Narrating Mental Illness: Cultural Psychiatry, Narrative Form, and the Representation of Psychological Suffering in Victorian, Modernist, and Contemporary English Literature
DOI:
https://doi.org/10.70670/sra.v3i4.1365Abstract
The paper reviews how mental illness and psychological suffering are represented in Victorian literature, Modernist literature, and modern English literature using both the cultural psychiatry and narrative theory. The context of the research is the current interdisciplinary trend in medical humanities of highlighting that mental illness is not a biomedical state but a culturally and narrative phenomenon. The main aim of the study is to examine the importance of narrative structure and culture in the representation of mental illness in literature in different eras of history. The paradigm of the research is interpretivist and a qualitative textual analysis approach is adopted. The theoretical background is a combination of cultural psychiatry (Arthur Kleinman), narrative theory (Genette; Ricoeur), cognitive narratology (Palmer), and some discourse analysis by Foucauld. Primary literature data are drawn out of purposely chosen primary literary works that define the Victorian, Modernist, and contemporary events, whereas the secondary data comprise peer-reviewed academic literature. The selection of texts, which directly address the topic of mental illness and psychological distress, is performed with the help of a purposive sampling method.

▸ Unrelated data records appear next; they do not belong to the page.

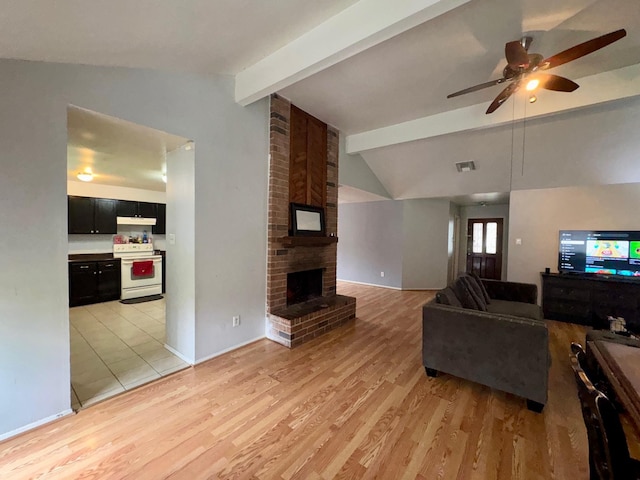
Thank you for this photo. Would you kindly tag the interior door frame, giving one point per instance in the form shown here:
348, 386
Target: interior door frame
499, 243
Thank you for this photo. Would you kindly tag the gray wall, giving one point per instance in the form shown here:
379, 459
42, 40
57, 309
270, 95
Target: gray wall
488, 211
425, 244
369, 242
407, 240
230, 216
538, 215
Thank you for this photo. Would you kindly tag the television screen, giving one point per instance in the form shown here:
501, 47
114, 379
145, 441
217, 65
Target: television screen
602, 252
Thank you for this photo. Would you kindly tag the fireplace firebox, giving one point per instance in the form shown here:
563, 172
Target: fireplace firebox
304, 286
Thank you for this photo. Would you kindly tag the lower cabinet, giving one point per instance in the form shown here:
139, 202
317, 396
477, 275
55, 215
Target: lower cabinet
94, 282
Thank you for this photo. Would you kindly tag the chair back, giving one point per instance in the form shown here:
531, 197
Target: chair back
608, 451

The results indicate that there is a diachronic change in narrative strategies: Victorian literature distances mental illness to the moral and institutional condition, Modernist literature internalizes mental anguish to the experimental narrative practices, and the current literature foreshadows narrative agency, trauma, and ethical care. The paper concludes that narrative form is a cultural-psychiatric process that defines mental illness. It suggests that interdisciplinary studies with the inclusion of non-Western literary tradition and reader-response viewpoints should be extended in order to broaden the cultural range of mental health narratives.